Keep your laptop, netbook, tablet, flash drive, portable drive or any other mobile storage devices in your car. - Even if your hard drive and mobile device aren't turned on, the heat that generates inside a closed car can fry the delicate electronics inside and damage the hard drive.  It won't help much to open a window (and that only tempts people to steal your mobile devices, a situation even the best data recovery firm can't help you with!) or to bury your electronics so they are out of the sun. Treat your electronics as you would a child or a pet -- don't lock them in the car on hot days.


Use your laptop on your lap (ironically!) or on a bed or other soft place without a fan beneath it. 


Run your computer in a room with no air conditioning over 75 degrees. If you're uncomfortable in a room, so is your electronics equipment. Computers and hard drives perform best in temperatures between 68 and 71 degrees, also the optimal temperature for human beings. It's okay if your computer's surroundings exceed this temperature for a short time, but prolonged use at higher temperatures can cause your computer's delicate components, including the hard drive, to burn out sooner. 


DO - 


Set office-wide energy priorities - If you experience a brown-out or rolling black-out, put first priority on keeping the server farm cool -- or shut down for the day. 

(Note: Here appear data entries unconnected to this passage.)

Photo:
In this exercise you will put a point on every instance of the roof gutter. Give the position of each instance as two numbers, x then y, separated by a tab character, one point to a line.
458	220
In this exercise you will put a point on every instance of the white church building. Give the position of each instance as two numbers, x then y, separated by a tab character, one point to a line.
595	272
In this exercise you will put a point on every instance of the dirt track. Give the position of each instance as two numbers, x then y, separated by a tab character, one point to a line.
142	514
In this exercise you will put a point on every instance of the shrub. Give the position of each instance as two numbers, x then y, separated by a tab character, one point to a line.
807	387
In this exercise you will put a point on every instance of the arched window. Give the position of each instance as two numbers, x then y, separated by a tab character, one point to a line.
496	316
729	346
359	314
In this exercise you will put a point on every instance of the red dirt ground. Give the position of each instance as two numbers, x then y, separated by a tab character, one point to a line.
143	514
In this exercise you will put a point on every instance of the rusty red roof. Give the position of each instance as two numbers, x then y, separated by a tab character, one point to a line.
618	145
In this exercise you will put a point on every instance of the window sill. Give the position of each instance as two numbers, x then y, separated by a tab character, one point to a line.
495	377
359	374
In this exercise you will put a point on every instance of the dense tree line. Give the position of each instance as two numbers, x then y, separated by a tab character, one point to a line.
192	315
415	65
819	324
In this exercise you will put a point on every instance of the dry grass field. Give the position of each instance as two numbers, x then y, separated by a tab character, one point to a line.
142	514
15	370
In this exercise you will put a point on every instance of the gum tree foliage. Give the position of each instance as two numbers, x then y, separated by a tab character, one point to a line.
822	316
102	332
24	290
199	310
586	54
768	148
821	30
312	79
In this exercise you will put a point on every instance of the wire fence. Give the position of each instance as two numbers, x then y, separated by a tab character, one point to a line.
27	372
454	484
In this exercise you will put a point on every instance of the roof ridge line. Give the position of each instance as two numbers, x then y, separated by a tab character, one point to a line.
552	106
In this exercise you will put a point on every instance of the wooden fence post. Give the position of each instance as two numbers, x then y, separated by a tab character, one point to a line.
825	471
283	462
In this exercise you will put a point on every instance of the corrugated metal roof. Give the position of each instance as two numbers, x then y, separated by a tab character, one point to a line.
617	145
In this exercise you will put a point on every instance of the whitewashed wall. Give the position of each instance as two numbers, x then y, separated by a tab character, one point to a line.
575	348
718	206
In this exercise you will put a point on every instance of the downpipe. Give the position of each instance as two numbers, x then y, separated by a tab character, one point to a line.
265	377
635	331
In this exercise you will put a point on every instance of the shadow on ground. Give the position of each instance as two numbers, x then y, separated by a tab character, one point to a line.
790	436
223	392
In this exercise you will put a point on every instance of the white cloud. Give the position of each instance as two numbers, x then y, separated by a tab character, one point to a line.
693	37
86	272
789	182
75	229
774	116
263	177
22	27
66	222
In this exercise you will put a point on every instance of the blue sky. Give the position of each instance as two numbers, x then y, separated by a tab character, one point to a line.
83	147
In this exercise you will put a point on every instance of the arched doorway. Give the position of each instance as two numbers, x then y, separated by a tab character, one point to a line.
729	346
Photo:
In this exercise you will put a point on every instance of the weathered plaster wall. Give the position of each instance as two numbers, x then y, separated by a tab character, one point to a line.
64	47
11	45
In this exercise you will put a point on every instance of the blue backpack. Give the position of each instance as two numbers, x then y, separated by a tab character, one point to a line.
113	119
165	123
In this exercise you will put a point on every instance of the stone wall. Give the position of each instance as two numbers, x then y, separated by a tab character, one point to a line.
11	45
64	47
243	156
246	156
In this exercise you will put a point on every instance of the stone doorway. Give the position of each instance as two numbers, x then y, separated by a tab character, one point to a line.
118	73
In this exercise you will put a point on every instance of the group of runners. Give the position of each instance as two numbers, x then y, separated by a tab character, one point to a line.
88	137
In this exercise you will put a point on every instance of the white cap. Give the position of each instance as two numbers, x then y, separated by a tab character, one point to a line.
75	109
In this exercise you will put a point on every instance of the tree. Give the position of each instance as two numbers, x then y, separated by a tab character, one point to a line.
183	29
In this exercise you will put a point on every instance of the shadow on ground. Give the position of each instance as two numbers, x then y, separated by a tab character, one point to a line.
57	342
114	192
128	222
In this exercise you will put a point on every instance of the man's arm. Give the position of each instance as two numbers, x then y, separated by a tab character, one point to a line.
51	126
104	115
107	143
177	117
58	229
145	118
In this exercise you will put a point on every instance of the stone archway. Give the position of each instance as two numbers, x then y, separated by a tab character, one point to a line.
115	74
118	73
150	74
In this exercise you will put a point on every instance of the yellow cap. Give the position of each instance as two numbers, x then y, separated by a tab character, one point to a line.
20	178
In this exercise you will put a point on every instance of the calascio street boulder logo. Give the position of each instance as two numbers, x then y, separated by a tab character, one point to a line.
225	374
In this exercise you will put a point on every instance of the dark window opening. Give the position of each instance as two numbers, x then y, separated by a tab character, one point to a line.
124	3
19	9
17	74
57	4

Know what to do if your computer is overheating - First, check the components. Is airflow to the computer blocked? If so, make sure the computer is not being operated on a soft surface or inside an enclosed cabinet, where temperatures can spike. Power down your machine and place it in front of an air conditioning vent or a fan, where it can be given a chance to cool down. When you power up, keep a close eye on it, and listen for any unusual hard drive sounds that could indicate a problem. 


Upgrade your system's cooling fans, improve airflow around your machine, or add a heatsink if you experience problems with overheating.